We Need to Talk About Kevin (2011)

Horror at its most primal. Director Lynne Ramsay teams up with the incredible Tilda Swinton for a stylized, psychologically rich portrait of a mother sent into crisis after her son commits an unforgivable crime. Featuring winning turns from John C. Reilly and Ezra Miller, the movie explores visceral, ugly truths without blinking. It's the type of movie that will get you talking—unless you're left in stunned silence.

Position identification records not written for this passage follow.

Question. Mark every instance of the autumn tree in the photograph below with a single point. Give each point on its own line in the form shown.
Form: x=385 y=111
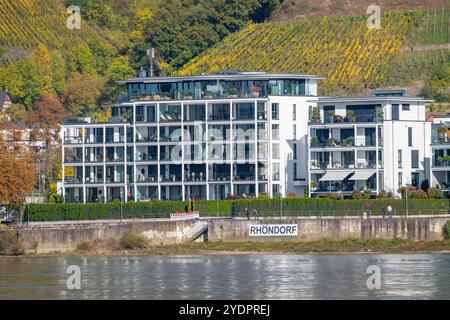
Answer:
x=45 y=118
x=17 y=169
x=82 y=94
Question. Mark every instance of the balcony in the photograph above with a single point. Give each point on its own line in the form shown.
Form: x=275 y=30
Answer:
x=72 y=159
x=73 y=180
x=73 y=140
x=97 y=180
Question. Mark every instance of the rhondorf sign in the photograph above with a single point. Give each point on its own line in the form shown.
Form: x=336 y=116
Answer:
x=275 y=230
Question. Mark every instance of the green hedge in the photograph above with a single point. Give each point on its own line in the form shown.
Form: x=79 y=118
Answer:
x=265 y=207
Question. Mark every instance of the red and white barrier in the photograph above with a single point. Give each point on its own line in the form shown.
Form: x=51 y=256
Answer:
x=184 y=216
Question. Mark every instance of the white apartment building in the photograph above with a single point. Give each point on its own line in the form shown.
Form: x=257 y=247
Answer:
x=440 y=153
x=380 y=142
x=203 y=137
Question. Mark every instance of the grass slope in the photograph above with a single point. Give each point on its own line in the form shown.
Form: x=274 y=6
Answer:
x=26 y=23
x=342 y=49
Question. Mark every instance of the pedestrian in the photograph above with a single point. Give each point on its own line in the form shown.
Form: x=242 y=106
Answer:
x=389 y=208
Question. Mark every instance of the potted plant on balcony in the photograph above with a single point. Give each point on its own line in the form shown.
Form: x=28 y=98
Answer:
x=232 y=93
x=315 y=115
x=255 y=91
x=351 y=116
x=188 y=95
x=442 y=131
x=378 y=114
x=338 y=119
x=330 y=116
x=208 y=94
x=331 y=142
x=314 y=141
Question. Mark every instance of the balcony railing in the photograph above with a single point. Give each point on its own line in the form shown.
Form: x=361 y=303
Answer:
x=73 y=159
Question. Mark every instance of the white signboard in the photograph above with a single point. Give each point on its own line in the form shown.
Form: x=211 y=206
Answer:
x=184 y=216
x=272 y=230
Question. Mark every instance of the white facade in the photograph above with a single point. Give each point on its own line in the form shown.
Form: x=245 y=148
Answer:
x=373 y=150
x=205 y=139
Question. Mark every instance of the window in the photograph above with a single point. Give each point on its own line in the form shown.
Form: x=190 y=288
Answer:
x=415 y=179
x=275 y=131
x=415 y=159
x=409 y=137
x=275 y=113
x=295 y=151
x=276 y=171
x=395 y=112
x=275 y=151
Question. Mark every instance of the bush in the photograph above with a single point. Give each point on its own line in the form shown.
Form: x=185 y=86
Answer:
x=133 y=240
x=10 y=244
x=333 y=196
x=418 y=194
x=356 y=194
x=447 y=230
x=435 y=193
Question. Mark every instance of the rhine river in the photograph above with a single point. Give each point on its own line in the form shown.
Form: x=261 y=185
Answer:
x=270 y=276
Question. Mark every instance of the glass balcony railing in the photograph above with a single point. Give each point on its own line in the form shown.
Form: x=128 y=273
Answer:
x=73 y=159
x=220 y=177
x=73 y=180
x=89 y=180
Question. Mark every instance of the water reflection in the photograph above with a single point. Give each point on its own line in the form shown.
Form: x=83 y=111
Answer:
x=421 y=276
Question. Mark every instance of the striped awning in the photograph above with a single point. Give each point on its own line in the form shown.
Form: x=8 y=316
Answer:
x=362 y=175
x=335 y=175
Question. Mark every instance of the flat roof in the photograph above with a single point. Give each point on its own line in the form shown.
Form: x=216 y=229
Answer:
x=370 y=99
x=230 y=77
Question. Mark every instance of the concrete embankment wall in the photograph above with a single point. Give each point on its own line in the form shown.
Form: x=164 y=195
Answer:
x=50 y=237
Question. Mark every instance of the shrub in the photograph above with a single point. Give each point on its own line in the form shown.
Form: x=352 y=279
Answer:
x=333 y=196
x=367 y=194
x=356 y=194
x=133 y=240
x=435 y=193
x=10 y=244
x=418 y=194
x=447 y=230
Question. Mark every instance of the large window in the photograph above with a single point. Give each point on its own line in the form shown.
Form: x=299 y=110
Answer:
x=415 y=159
x=275 y=111
x=276 y=151
x=409 y=137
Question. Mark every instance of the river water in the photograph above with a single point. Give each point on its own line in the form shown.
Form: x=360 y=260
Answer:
x=272 y=276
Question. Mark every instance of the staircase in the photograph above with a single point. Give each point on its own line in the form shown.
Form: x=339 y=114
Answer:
x=197 y=230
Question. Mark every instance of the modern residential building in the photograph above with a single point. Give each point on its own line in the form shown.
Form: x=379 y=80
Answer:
x=203 y=137
x=440 y=153
x=380 y=142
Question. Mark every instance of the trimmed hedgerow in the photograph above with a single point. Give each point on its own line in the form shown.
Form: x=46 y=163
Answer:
x=265 y=207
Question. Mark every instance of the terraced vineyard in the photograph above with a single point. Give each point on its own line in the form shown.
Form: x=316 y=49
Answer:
x=346 y=52
x=25 y=23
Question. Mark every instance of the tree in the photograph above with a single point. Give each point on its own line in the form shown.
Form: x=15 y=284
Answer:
x=17 y=171
x=83 y=93
x=42 y=64
x=59 y=72
x=120 y=69
x=80 y=59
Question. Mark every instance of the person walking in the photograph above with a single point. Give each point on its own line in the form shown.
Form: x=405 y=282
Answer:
x=389 y=208
x=255 y=213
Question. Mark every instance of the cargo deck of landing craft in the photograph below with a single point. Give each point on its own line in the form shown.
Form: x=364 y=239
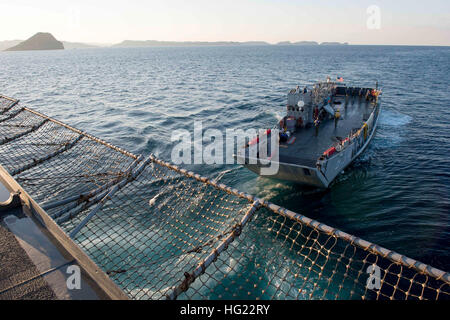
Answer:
x=308 y=147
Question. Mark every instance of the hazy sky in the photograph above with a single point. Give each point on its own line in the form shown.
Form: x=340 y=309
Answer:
x=400 y=21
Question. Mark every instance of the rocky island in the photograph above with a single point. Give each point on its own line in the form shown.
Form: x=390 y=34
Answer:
x=40 y=41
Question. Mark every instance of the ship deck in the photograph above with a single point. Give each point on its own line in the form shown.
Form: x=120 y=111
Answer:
x=307 y=148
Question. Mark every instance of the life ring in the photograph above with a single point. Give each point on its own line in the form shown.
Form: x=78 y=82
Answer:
x=365 y=131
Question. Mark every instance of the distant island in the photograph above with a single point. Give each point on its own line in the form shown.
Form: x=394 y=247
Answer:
x=156 y=43
x=46 y=41
x=310 y=43
x=40 y=41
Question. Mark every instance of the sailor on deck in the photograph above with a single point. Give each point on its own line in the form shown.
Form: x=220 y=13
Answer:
x=337 y=115
x=316 y=124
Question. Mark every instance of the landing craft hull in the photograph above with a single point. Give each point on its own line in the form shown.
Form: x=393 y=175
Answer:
x=323 y=172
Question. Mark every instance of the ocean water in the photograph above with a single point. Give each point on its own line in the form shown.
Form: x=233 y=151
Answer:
x=396 y=194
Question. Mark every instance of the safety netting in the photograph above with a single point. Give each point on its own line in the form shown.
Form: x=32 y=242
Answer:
x=161 y=232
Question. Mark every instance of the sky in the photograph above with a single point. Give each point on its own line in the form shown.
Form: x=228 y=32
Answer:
x=398 y=22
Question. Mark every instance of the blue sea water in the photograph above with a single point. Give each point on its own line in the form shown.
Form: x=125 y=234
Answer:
x=396 y=194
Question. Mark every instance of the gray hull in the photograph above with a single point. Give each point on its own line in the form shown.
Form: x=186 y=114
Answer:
x=324 y=172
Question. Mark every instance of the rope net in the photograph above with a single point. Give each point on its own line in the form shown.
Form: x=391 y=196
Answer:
x=161 y=232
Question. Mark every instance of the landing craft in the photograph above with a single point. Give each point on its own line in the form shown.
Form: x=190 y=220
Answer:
x=325 y=129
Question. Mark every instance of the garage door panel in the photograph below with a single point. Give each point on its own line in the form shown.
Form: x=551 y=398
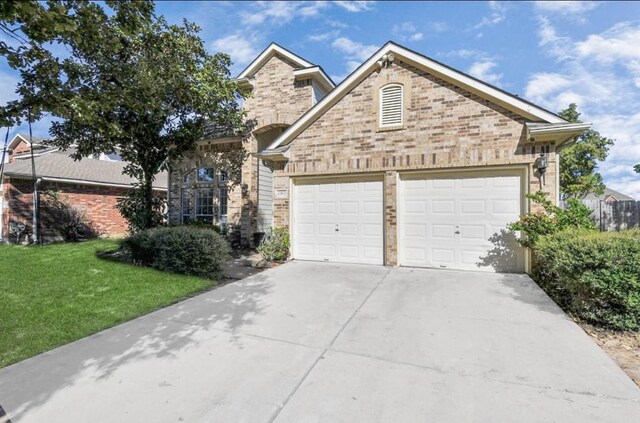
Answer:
x=459 y=214
x=473 y=207
x=442 y=206
x=346 y=222
x=440 y=184
x=505 y=206
x=443 y=255
x=442 y=231
x=324 y=229
x=474 y=232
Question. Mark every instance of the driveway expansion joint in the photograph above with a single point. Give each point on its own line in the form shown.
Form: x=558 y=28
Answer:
x=321 y=356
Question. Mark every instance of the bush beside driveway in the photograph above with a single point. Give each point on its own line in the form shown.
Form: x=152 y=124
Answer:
x=55 y=294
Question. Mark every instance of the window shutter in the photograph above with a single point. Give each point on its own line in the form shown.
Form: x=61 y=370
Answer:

nicolas cage in willy's wonderland
Screen Media Films

Willy's Wonderland (2021)

Nicolas Cage locked inside an abandoned arcade with a menagerie of massive murderous monsters? Nothing's better than that! There's a rudimentary slasher structure tossed in to keep things moving, but Willy's Wonderland is at its best when it's just Cage beating the holy hell out of Chuck E. Cheese-style animatronic aggressors and/or a vintage pinball machine. Obviously not much of this is meant to be taken all that seriously, but it still works in a tongue-in-cheek midnight movie sort of way.

Sharni Vinson in you're next
Lionsgate

You're Next (2011)

The home invasion genre gets a pleasingly nasty, darkly funny update in this Adam Wingard-directed thriller, which follows an Australian woman (Sharni Vinson) trekking to the Missouri childhood home of her academic boyfriend (AJ Bowen) for his parent's 35th wedding anniversary. The vaguely caustic mumblecore trappings—filmmakers Joe Swanberg, Amy Seimetz, and Ti West all have supporting roles—quickly give way to a genuinely exciting suspense set-up, one where gruesome death is doled out with cleverness and wit.